Model Asset Inspector
The Model Asset Inspector provides an overview of imported machine learning (ML) models. Use it to view and verify model properties after import, including structure, inputs, outputs, layers, and constants.
The Inspector supports all imported models and reflects any changes made to the import settings.
Imported object settings
After you configure the model's import settings, the Inspector displays the updated model properties in the Imported Object section.
Use the Imported Object settings section to do the following:
- Serialize the model to the
StreamingAssets
folder. - Check the properties of an imported and optimized model.
The Imported Object section provides a structured view of an imported model, including inputs, outputs, layers, and constants.
Inputs
The Input section displays a list of model input tensors and their dimensions.

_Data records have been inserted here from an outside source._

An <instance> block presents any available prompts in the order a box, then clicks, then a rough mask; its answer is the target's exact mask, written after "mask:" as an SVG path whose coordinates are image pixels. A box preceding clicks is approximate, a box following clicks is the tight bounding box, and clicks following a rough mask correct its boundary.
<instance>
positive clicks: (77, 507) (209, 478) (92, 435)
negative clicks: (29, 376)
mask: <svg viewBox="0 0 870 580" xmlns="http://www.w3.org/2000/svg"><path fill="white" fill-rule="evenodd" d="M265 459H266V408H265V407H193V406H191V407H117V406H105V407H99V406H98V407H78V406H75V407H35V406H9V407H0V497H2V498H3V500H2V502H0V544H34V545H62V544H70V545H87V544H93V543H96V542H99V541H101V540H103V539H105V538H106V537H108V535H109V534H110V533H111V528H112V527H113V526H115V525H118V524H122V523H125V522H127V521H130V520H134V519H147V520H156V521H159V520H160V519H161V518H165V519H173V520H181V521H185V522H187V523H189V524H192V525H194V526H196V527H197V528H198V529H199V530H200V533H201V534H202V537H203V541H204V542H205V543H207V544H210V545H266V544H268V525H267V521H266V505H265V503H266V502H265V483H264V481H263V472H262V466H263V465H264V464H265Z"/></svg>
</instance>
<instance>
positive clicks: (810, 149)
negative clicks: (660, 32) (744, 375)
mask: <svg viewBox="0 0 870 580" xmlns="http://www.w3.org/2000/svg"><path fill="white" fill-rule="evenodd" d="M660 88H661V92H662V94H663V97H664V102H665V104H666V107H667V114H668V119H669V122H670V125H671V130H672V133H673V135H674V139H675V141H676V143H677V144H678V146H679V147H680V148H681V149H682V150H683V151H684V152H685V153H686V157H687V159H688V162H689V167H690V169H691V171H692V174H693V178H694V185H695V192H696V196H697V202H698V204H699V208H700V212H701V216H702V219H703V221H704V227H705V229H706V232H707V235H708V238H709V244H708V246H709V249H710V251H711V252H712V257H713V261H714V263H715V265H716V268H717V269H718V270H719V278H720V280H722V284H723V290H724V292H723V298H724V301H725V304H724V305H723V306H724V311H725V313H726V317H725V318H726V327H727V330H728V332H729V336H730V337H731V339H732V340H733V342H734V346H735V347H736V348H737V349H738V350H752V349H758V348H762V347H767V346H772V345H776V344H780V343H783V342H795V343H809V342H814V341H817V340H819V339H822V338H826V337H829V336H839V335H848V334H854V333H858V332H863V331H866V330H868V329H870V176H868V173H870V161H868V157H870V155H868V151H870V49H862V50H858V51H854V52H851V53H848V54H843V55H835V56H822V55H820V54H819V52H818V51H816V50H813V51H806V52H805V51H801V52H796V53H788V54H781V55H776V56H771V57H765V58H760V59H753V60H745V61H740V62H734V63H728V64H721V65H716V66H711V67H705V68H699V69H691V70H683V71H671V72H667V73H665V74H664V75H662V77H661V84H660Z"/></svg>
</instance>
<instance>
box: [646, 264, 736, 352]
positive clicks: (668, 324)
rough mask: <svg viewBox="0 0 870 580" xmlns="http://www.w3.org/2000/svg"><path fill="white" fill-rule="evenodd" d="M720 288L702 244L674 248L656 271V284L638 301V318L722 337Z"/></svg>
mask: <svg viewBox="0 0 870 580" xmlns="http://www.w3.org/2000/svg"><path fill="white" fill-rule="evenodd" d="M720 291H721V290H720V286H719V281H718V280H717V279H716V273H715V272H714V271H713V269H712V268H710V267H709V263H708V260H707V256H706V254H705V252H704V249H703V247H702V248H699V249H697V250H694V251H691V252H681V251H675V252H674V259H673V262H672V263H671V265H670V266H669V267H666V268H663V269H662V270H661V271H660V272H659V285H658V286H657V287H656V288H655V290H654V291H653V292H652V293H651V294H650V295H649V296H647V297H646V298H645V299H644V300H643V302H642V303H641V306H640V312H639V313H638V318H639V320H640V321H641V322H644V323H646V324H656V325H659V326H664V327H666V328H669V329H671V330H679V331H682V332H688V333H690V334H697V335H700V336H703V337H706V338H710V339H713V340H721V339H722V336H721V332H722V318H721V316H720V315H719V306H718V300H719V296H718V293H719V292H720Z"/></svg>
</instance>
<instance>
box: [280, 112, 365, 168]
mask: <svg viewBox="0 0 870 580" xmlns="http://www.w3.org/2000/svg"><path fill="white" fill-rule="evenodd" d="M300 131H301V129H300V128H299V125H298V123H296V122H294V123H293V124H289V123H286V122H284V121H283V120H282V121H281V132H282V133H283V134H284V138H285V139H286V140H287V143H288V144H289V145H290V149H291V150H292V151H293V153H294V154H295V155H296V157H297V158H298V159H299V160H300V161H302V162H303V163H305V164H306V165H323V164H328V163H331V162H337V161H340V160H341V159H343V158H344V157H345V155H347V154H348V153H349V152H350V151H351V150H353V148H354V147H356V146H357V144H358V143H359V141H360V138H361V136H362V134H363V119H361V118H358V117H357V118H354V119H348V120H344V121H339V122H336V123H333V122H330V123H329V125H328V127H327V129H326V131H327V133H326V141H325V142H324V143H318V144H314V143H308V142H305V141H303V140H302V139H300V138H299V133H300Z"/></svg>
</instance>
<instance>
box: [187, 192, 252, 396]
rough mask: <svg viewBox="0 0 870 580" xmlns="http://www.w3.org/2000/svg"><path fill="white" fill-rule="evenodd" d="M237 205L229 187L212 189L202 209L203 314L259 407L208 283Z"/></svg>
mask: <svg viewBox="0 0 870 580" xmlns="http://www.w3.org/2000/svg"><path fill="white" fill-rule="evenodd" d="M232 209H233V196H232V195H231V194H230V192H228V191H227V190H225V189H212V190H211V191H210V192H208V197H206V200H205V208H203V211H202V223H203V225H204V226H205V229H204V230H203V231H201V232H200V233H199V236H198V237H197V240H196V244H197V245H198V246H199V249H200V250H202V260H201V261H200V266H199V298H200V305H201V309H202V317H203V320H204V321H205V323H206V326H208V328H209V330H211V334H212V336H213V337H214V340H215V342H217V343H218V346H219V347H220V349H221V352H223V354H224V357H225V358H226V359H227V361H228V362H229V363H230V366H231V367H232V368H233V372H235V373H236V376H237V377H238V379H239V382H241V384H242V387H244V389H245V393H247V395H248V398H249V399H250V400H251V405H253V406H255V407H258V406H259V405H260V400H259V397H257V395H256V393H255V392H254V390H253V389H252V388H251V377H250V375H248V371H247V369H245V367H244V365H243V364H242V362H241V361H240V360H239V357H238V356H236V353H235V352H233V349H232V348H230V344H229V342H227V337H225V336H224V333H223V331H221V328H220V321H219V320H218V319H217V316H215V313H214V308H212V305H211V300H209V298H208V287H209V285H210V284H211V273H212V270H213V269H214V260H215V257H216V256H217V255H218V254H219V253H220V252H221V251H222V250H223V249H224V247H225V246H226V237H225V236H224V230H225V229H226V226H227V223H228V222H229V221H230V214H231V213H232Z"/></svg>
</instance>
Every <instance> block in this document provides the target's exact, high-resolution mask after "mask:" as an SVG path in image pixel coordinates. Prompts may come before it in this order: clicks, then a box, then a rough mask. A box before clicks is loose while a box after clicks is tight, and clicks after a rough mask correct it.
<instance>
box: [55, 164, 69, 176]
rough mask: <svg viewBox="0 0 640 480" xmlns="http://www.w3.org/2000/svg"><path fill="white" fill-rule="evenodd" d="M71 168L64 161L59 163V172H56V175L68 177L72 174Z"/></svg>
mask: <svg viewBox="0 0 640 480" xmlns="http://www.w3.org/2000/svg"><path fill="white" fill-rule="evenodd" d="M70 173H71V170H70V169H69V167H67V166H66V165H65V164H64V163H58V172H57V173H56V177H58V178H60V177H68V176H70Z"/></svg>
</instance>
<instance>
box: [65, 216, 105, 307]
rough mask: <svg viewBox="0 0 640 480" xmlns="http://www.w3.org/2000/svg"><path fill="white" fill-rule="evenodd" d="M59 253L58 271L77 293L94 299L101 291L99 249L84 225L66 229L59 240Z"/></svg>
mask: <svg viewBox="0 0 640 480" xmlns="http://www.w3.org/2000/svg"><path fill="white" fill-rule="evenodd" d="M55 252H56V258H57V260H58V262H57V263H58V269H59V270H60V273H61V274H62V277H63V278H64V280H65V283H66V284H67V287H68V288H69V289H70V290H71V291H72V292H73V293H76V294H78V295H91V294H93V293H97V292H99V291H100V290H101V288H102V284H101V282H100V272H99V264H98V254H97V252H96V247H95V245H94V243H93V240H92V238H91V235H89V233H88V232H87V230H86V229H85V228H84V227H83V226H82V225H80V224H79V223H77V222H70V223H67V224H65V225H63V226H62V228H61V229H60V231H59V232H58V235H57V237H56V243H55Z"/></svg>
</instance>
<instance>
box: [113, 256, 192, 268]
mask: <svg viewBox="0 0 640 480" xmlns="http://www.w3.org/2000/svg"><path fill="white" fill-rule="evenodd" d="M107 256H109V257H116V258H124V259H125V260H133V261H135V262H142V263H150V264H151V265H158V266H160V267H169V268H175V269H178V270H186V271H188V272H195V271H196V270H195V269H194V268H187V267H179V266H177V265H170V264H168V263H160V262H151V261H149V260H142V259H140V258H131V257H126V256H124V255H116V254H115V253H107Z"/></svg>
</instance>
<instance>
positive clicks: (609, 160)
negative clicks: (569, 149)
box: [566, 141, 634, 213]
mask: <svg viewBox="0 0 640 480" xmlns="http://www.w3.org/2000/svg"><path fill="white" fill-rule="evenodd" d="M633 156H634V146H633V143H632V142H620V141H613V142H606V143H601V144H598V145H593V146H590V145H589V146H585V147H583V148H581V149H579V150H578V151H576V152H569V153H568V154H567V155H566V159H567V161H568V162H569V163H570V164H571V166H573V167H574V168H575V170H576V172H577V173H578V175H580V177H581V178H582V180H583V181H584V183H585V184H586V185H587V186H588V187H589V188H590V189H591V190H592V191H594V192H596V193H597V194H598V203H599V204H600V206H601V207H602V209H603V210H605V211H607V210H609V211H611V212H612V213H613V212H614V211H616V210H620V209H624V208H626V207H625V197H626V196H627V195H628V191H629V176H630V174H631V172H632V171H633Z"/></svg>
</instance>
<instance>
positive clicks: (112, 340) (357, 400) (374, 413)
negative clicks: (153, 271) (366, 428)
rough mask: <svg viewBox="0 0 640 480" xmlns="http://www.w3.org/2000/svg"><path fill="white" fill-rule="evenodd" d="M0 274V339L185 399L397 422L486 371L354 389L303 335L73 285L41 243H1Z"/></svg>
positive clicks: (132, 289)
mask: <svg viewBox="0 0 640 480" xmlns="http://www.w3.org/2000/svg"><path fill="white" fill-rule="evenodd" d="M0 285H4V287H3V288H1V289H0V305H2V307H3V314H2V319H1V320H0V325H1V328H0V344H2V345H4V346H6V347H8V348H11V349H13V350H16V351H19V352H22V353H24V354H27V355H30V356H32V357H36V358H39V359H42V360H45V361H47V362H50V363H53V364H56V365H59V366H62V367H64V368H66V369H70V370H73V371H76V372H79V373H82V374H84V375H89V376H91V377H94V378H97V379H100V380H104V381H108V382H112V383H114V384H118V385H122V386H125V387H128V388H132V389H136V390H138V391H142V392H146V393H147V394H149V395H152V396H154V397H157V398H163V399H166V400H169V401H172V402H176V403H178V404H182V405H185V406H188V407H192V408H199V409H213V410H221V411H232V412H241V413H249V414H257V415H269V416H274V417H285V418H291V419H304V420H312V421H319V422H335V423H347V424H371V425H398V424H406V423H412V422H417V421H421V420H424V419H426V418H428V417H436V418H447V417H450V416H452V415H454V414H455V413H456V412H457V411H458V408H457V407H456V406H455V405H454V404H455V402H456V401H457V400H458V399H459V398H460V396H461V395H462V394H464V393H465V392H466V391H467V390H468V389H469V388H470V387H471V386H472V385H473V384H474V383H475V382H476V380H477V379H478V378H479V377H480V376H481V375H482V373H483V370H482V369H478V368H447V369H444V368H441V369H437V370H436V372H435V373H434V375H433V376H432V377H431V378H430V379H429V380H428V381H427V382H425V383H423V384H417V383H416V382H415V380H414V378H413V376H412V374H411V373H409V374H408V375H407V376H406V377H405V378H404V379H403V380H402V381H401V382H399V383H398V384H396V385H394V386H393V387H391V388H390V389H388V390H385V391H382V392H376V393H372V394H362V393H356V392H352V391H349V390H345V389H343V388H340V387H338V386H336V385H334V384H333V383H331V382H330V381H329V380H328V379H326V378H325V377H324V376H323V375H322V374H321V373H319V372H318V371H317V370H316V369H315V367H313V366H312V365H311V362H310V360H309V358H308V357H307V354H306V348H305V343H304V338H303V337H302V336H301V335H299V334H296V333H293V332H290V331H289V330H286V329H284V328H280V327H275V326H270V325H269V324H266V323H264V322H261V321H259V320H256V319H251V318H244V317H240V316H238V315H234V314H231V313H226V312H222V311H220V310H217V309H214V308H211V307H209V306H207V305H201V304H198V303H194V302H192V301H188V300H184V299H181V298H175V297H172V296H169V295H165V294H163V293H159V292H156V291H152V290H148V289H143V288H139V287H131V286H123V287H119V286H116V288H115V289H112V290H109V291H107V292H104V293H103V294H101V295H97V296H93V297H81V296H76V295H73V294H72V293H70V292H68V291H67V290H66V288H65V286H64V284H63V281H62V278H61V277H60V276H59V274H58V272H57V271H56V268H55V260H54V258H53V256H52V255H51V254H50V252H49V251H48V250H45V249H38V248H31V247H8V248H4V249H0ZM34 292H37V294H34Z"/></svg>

The following table details the properties of each input.
Property | Description |
---|---|
name | The name of the input, such as images or attention_mask . |
index | The index of the input. |
shape | The tensor shape of the input. A shape consisting only of numbers represents a static-shaped tensor, for example, (1, 1, 28, 28 ) indicates the model only accepts tensors of shape 1 × 1 × 28 × 28. If a dimension is a named string, such as batch_size or sequence_length , it's dynamic and can vary in size. For more information on dynamic inputs, refer to Model inputs. |
dataType | The data type of the input. For example, Float or Int . |
Outputs
The Outputs section lists the model’s output tensors. The following table details the properties of each output.
Property | Description |
---|---|
name | The name of the output. |
index | The index of the output. |
shape | The tensor shape of the output. Inference Engine tries to precalculate this shape from the model. If a dimension in the shape is a question mark (?), Inference Engine can't calculate the size of the dimension, or the size depends on the input (a dynamic output). If the entire tensor shape is Unknown, Inference Engine can't calculate the number of dimensions, or the number of dimensions is dynamic. |
dataType | The data type of the output. |
Layers
The Layers section displays all layers in the model and the order in which Inference Engine executes them. The following table details the properties of each layer.
Property | Description |
---|---|
type | The type of layer. Refer to Supported ONNX operators for more information. |
index | The index of the layer. |
inputs | The names of the inputs to the layer. Possible values are a model input from the Inputs section, another layer, or a constant. |
properties | The properties of the layer. The properties will depend on the type of layer. Refer to Supported ONNX operators for more information. |
Constants
The Constants section lists fixed values used in the model. The following table shows the total number of constants and weights in the model, along with a detailed list of constants.
Property | Description |
---|---|
type | The type is always Constant. |
index | The index of the constant. |
weights | The tensor shape of the constant. If the tensor shape is empty - () - the constant is a scalar (a zero-dimensional tensor). |
Import and update ONNX model settings
Use the Model Asset Import Settings section in the Inspector to configure dynamic input shape dimensions before Unity processes the ONNX model.
When you update a dynamic input value, such as setting batch_size
from -1
(dynamic) to a static number like 4
, and select Apply, Inference Engine re-imports the model with the updated configuration. These changes are reflected in the Imported Object > section, where both the Inputs list and the total number of Layers will update based on the modified input dimensions.
Note
When you modify an input dimension in an ONNX model and select Apply > Serialize To StreamingAssets, Inference Engine preserves the updated values when serializing the model to a .sentis
file. The serialized model retains the optimized configuration and doesn't revert to its previous dynamic state. However, you can't modify these input dimensions directly in the .sentis
file after serialization.
Model information
This section provides metadata about the imported model, including:
- Total weight size: Displays the total size of the model constants.
- Producer Name: Displays the source of the model. This might be the producer name and version from the ONNX model or
Script
if Inference Engine generated the model.